"Manga" leads a double life in Japan. Its popularity as entertainment for the masses is well-known: Subway riders furtively flip through its pages, young people crowd into convenience stores to read the latest installment of their favorite series, and gaggles of schoolgirls chat about their heroine's latest escapades. There are manga coffee shops and bookstores, manga conventions and art exhibits, manga Web sites and international conferences. In fact, manga is such a ubiquitous form of contemporary popular culture that it has often been compared to air.
The private world of manga, however, is relatively unknown to a large segment of the English-speaking audience. Award-winning authors like Fred Schodt, in "Manga, Manga! The World of Japanese Comics and Dreamland Japan: Writings on Modern Manga," have deepened readers' general appreciation of manga, but very few studies have concentrated on the interrelationship between the industry and contemporary Japanese culture and society.
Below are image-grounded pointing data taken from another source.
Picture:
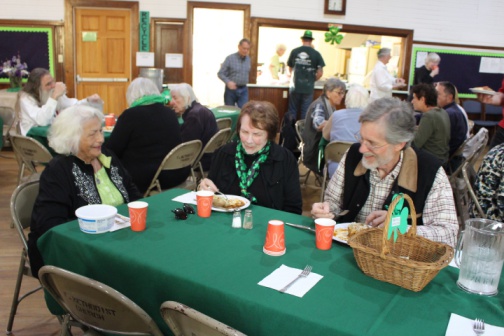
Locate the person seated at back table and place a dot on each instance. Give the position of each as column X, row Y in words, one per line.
column 199, row 121
column 255, row 167
column 317, row 115
column 84, row 173
column 42, row 98
column 433, row 133
column 344, row 124
column 383, row 164
column 144, row 134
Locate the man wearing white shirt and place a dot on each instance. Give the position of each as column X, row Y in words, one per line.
column 42, row 98
column 382, row 82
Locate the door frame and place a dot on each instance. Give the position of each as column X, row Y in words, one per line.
column 191, row 5
column 69, row 58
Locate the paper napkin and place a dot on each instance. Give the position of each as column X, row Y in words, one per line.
column 120, row 222
column 459, row 325
column 189, row 197
column 283, row 275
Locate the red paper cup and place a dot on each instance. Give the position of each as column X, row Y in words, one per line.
column 138, row 215
column 324, row 231
column 275, row 238
column 109, row 120
column 204, row 199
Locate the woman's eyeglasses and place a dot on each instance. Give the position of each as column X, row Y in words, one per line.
column 358, row 137
column 181, row 213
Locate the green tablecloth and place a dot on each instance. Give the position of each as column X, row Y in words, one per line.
column 214, row 268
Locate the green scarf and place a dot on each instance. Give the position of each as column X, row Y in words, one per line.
column 147, row 100
column 247, row 176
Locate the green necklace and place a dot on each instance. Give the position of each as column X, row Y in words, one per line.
column 247, row 176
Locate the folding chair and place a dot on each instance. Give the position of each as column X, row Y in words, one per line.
column 21, row 207
column 334, row 151
column 30, row 153
column 181, row 156
column 112, row 312
column 215, row 142
column 223, row 123
column 184, row 320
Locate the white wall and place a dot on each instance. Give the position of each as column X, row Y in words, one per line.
column 471, row 22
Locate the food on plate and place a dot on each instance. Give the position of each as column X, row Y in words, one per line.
column 350, row 230
column 229, row 203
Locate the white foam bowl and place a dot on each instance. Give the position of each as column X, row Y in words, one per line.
column 96, row 218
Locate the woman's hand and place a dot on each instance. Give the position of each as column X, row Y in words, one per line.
column 321, row 210
column 376, row 218
column 207, row 184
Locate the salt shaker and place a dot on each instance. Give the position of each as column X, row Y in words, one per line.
column 247, row 220
column 236, row 220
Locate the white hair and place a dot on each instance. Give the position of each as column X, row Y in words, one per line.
column 66, row 130
column 185, row 91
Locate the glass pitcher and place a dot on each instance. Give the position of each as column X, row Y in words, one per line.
column 480, row 255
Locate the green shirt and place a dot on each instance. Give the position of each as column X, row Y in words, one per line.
column 433, row 133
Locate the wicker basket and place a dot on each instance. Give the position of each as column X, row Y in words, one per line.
column 411, row 262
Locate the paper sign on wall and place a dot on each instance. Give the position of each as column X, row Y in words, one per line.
column 174, row 60
column 145, row 59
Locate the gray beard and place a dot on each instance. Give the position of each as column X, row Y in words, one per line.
column 44, row 96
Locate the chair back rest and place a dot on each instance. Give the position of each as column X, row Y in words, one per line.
column 335, row 150
column 220, row 138
column 493, row 109
column 472, row 106
column 184, row 320
column 223, row 123
column 475, row 143
column 182, row 156
column 95, row 304
column 21, row 206
column 30, row 151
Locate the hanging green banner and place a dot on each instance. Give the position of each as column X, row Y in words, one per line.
column 144, row 31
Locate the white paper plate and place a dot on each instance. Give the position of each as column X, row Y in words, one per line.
column 476, row 90
column 247, row 204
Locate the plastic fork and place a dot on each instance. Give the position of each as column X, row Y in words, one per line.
column 479, row 327
column 303, row 274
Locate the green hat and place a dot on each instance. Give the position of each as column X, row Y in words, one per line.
column 307, row 35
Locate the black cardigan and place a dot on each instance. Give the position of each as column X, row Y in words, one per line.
column 276, row 186
column 66, row 184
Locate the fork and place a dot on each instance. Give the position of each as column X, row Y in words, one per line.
column 303, row 274
column 479, row 327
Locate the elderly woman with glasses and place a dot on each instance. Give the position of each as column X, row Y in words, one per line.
column 316, row 118
column 144, row 134
column 199, row 121
column 83, row 173
column 255, row 167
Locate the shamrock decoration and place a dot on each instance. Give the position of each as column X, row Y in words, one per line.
column 333, row 36
column 399, row 218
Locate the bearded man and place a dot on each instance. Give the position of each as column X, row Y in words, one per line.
column 383, row 164
column 42, row 98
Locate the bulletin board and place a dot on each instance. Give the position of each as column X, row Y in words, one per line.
column 465, row 68
column 34, row 45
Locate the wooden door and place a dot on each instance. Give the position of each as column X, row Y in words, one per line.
column 103, row 55
column 169, row 38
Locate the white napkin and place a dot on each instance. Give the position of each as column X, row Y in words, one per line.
column 120, row 222
column 459, row 325
column 283, row 275
column 189, row 197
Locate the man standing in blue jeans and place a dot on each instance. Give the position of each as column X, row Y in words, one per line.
column 235, row 73
column 305, row 65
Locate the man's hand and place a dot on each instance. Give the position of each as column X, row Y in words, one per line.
column 59, row 90
column 231, row 85
column 321, row 210
column 376, row 218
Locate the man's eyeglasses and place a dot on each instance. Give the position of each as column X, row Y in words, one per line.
column 358, row 137
column 181, row 213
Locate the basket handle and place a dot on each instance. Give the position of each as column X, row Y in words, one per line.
column 411, row 232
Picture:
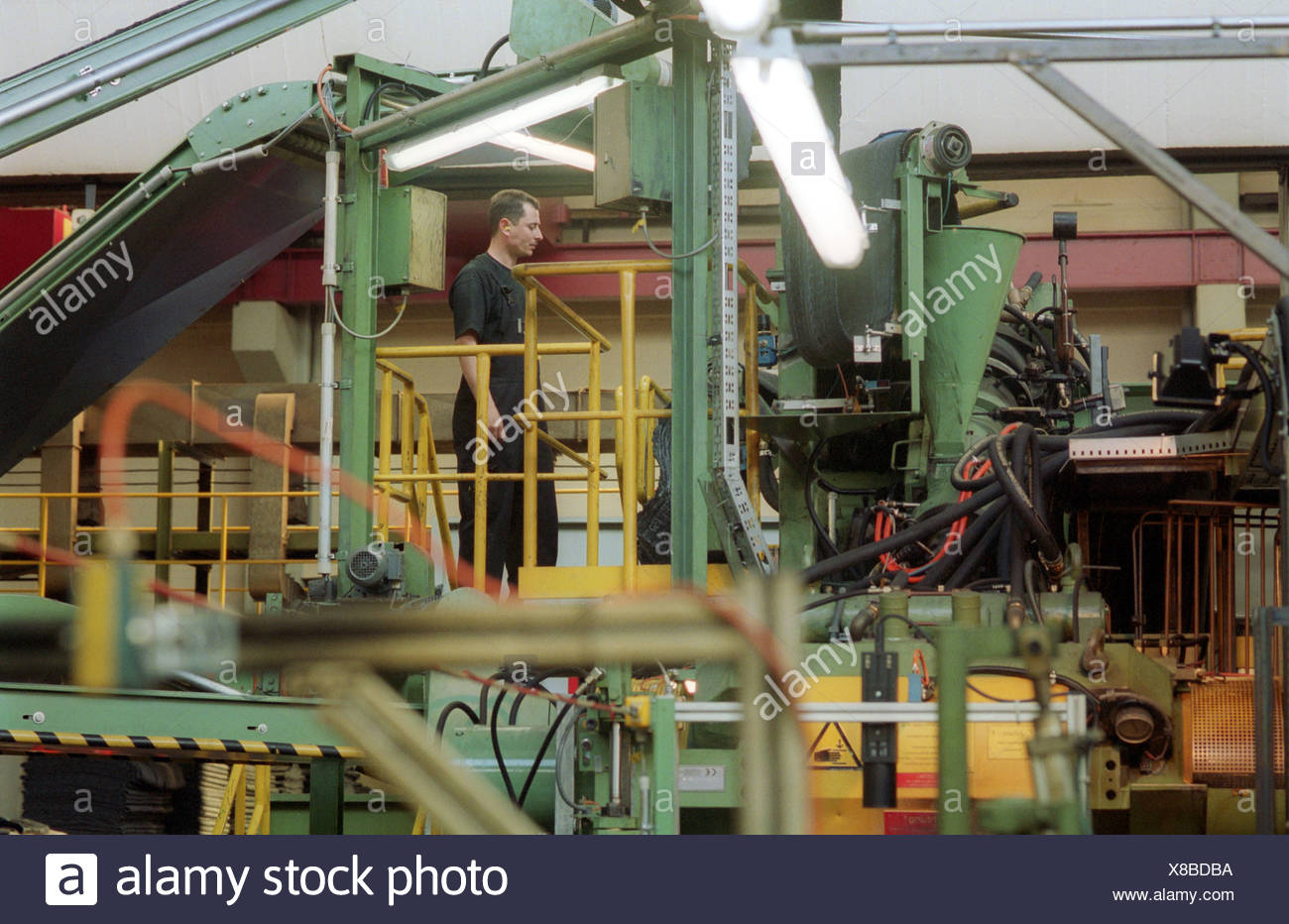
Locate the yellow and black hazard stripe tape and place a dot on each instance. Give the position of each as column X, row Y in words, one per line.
column 162, row 743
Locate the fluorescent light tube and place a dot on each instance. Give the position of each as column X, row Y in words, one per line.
column 739, row 18
column 537, row 108
column 777, row 91
column 546, row 150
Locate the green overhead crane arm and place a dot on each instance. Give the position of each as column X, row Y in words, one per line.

Sharon Kinsella's "Adult Manga" is the first English book to give a detailed, "behind the scenes" account of this reclusive industry. In her introduction, for example, she describes the volatile relationship between the contemporary creators of manga and their editors: "The manga world vibrates with secrets and rumors about artists abducted by their editors, artists who escaped through toilet windows, artists who fled their studios overnight, artists who beat up their editors, leaving them with facial scars, and artists who committed suicide."